Figure 6.. Endothelial Cxcl12 and Cxcr4 facilitate neonatal heart regeneration. See also Figure S5 and S6.

(A) Model for collateral formation in neonates upon MI. (B-E) Ejection fractions 28 days post-MI. No decrease in controls (B) (n=8 No-MI, n=14 MI animals). Function is reduced with Pan-EC Cxcl12 deletion (C) (n=12 No-MI, n=9 MI animals) and arterial Cxcr4 deletion (D) (n=8 No-MI, n=8 MI animals) 28 days post-MI. (E) Normal function in non-injured hearts with postnatal endothelial gene deletions. N= 8 controls, n=12 Cxcl12^fl/fl; Cdh5CreER, n=8 Cxcr4^fl/fl; Cx40CreER animals. (F) Compared to controls (n=12), fibrotic scar was increased in endothelial Cxcl12 (n=11 hearts) and arterial Cxcr4 (n=7 hearts) knockouts. (G) Transverse section indicating ischemic zone, border zone and remote zone. (H) Reduced PH3⁺ cardiomyocytes in ischemic, border, and remote zone of neonatal hearts lacking endothelial Cxcl12 (n≥5) or arterial Cxcr4 (n=5), 7 days post-MI. lig, ligated; LCA, left coronary artery; RCA, right coronary artery; P, postnatal; Endo, endothelial; EC, endothelial cell; MI, myocardial infarction. Error bars are st dev: *, p≤0.05; **, p≤0.01; ***, p≤0.001, ****, p≤0.0001.

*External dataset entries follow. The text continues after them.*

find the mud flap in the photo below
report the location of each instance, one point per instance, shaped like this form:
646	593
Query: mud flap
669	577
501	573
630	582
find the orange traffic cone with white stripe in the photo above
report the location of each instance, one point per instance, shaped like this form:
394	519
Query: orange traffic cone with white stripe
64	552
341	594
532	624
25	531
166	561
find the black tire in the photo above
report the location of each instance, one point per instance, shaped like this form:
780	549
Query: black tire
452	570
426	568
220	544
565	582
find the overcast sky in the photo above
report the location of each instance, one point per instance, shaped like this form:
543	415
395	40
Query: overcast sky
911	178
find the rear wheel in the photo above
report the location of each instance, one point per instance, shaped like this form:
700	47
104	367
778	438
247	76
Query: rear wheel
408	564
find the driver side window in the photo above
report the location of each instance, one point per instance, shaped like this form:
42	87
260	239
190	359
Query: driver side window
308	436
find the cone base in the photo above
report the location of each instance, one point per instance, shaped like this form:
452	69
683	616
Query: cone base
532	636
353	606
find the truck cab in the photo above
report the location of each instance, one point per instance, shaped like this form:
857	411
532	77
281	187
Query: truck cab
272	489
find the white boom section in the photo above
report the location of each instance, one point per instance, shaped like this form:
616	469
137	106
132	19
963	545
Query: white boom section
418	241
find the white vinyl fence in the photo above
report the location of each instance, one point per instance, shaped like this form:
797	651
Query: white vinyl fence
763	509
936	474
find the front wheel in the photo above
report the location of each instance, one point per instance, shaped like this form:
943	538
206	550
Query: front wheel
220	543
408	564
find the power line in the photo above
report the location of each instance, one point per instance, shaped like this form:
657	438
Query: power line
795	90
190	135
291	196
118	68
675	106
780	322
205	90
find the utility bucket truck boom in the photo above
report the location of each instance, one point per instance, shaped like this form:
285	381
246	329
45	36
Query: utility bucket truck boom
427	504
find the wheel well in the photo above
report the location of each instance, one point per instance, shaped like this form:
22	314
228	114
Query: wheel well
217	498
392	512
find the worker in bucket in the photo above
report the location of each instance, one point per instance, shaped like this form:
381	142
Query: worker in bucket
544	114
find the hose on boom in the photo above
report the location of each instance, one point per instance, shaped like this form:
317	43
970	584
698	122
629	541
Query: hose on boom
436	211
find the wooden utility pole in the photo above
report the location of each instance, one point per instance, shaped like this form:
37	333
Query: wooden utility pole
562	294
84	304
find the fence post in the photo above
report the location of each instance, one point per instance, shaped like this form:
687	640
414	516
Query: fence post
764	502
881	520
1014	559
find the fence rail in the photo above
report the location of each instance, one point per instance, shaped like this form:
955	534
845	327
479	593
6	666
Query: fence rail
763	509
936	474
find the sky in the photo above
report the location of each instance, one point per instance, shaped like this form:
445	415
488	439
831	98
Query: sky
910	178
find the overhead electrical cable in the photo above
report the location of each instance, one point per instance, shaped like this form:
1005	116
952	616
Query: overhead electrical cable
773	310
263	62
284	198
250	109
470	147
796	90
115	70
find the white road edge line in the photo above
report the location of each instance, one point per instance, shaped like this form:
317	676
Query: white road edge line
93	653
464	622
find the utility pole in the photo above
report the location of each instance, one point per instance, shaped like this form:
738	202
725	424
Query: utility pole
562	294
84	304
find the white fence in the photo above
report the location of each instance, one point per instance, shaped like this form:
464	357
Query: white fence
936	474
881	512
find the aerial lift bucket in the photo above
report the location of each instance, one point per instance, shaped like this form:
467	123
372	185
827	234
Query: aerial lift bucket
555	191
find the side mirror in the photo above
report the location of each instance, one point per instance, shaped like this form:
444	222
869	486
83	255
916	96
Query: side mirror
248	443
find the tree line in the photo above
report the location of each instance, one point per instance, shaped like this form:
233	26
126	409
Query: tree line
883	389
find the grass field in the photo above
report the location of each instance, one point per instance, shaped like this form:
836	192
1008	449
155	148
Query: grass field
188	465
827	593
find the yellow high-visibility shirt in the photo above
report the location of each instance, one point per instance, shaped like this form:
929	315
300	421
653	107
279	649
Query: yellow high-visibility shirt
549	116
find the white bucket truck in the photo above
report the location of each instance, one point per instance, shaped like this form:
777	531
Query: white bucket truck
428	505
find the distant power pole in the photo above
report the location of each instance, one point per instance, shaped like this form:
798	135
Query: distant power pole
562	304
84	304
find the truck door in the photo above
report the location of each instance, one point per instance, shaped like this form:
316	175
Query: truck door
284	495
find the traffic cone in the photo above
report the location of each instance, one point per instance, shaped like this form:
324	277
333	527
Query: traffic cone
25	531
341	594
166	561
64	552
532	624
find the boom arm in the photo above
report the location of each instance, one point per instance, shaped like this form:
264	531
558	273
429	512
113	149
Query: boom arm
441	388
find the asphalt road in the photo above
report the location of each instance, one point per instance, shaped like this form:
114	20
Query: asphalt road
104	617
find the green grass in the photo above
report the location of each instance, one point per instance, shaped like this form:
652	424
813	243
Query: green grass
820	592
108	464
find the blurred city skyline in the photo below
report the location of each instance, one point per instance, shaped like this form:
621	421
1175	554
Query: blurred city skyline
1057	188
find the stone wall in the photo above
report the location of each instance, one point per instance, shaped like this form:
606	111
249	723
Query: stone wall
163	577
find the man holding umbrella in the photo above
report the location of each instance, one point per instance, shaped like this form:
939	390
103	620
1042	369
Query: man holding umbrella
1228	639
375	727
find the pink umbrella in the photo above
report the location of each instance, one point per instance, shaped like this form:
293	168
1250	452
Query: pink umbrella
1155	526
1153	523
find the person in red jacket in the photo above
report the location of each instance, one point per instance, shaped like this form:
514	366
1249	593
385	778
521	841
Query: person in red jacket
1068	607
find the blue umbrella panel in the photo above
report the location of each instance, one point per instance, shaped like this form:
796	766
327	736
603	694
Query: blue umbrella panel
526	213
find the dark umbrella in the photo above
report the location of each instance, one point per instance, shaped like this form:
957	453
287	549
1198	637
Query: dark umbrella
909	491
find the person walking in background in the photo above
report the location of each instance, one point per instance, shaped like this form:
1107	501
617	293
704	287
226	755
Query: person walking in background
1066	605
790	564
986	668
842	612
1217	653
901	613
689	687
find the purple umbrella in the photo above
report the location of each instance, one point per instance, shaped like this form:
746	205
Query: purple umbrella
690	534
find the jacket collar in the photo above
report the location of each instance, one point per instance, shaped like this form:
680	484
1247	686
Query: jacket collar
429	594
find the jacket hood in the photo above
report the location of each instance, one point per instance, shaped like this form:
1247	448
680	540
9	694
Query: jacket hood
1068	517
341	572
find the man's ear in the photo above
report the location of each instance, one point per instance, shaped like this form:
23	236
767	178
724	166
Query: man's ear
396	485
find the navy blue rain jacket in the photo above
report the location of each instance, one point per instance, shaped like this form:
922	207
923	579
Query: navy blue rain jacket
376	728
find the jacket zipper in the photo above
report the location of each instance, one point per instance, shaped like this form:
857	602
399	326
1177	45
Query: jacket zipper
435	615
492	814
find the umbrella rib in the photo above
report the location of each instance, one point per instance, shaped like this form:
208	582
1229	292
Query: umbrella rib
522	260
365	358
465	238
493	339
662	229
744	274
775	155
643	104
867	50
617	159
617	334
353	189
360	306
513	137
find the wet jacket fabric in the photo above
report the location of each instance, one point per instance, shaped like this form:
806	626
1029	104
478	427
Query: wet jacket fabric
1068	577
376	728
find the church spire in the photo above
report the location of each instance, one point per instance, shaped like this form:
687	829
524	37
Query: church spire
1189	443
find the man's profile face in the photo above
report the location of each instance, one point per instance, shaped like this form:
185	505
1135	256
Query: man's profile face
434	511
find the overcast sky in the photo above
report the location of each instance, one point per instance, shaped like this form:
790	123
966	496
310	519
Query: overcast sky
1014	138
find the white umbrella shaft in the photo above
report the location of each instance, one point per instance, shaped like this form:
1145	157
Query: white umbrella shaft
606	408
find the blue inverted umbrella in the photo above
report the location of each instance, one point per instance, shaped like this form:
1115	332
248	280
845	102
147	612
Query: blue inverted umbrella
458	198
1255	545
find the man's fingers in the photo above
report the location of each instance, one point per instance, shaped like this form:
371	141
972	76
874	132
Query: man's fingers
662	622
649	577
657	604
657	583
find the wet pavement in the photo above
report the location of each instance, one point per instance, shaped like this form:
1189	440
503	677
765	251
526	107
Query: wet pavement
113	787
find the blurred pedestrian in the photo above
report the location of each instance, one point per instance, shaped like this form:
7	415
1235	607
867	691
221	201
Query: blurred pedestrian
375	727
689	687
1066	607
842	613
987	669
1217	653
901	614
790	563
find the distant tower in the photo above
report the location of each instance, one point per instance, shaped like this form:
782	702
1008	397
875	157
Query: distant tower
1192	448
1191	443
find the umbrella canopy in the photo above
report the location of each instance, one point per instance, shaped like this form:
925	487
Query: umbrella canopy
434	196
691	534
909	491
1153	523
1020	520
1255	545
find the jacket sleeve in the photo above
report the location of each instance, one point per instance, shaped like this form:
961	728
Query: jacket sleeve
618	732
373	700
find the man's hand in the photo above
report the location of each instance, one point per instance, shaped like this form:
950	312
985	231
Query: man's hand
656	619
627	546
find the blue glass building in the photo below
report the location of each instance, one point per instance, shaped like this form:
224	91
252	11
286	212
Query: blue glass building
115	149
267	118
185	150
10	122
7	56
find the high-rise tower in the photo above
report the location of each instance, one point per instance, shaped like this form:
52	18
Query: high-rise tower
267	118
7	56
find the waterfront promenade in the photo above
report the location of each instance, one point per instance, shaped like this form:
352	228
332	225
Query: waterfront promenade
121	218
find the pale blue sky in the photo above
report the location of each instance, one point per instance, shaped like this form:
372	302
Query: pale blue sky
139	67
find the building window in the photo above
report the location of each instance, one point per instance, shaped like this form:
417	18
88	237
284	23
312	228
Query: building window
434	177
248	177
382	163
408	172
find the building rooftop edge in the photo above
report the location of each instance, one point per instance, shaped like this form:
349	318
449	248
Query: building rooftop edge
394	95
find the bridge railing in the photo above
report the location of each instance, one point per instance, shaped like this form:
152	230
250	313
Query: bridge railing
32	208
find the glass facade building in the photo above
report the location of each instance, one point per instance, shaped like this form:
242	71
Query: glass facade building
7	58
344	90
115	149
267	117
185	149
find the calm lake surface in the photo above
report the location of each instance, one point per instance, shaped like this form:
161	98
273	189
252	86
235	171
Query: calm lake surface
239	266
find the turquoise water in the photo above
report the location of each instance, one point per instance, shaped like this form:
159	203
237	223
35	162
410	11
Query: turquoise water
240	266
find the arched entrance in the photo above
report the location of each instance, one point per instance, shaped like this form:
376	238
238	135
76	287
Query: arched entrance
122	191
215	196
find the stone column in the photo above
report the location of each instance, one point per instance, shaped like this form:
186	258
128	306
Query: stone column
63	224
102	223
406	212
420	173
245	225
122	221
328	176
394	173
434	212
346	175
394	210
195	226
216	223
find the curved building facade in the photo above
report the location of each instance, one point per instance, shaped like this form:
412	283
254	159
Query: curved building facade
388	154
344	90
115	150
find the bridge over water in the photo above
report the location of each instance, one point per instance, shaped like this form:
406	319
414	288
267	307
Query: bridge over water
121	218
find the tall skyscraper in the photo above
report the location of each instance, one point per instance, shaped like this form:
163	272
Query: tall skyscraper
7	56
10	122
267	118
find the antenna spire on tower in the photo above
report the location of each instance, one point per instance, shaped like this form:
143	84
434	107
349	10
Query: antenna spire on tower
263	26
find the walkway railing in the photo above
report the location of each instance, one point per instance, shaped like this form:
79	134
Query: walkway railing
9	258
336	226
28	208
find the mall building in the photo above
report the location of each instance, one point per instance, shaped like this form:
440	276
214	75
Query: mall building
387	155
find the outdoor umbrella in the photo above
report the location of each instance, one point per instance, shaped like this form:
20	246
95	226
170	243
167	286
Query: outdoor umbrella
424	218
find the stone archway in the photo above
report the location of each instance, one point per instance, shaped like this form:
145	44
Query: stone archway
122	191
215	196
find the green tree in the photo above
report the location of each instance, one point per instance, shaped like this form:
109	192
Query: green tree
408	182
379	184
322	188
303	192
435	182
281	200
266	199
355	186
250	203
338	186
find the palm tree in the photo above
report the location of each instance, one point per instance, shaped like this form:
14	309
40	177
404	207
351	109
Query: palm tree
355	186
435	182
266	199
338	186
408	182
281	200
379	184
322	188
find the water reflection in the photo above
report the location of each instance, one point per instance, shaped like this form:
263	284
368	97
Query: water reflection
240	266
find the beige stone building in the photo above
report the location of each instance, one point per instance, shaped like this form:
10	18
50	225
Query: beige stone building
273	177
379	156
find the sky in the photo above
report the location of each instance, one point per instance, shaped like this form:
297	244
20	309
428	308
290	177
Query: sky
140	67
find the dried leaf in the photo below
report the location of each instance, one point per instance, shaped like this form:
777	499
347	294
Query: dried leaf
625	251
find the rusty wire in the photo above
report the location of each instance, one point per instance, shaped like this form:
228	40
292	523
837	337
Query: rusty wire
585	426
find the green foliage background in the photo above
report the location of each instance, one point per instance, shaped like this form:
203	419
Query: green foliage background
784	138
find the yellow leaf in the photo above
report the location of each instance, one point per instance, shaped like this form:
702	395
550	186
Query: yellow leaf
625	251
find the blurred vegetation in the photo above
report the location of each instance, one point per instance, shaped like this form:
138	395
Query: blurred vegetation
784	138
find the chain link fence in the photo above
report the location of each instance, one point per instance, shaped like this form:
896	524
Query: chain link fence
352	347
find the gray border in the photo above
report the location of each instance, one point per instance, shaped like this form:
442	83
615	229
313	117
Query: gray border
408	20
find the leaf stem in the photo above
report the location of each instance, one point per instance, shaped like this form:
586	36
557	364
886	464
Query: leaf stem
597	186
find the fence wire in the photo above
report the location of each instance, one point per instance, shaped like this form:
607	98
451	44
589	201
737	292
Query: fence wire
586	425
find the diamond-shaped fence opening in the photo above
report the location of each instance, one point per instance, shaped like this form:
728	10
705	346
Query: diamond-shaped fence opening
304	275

Figure 7.. CXCL12 administration induces collateral formation through Artery Reassembly in adult hearts. See also Figure S7.

(A, D, and G) Stereoscope images of adult Cx40CreER; Rosa26^TdTomato hearts. Arterial endothelial cells, black; ligation, blue. Tamoxifen given 2 days before MI; heart isolated 4 days post-MI. (B, E, and H) Confocal imaging of isolated anterior heart walls (boxes in A, D, and G) showing left (LCA) and right (RCA) coronary artery branches in watershed (WS). (C, F, and I) Boxed regions in B, E, and H showing Cx40CreER-lineage and perfused Lectin. CXCL12 increases artery cell outgrowth from LCA branches. (J) CXCL12 treatment induced artery-derived collaterals at 14 days post-MI (from left to right: n=4, n=5, n=10, n=13, and n=14 hearts). (K) Artery-derived collateral from CXCL12 administered heart Ctrl, control; Lig, ligated; MI, myocardial infarction; brch, branch. Scale bars: A, D, and G, 2 mm; B, E, and H, 500μm; C, F, and I, 100μm; K, 200μm. Error bars are st dev: **, p≤0.01.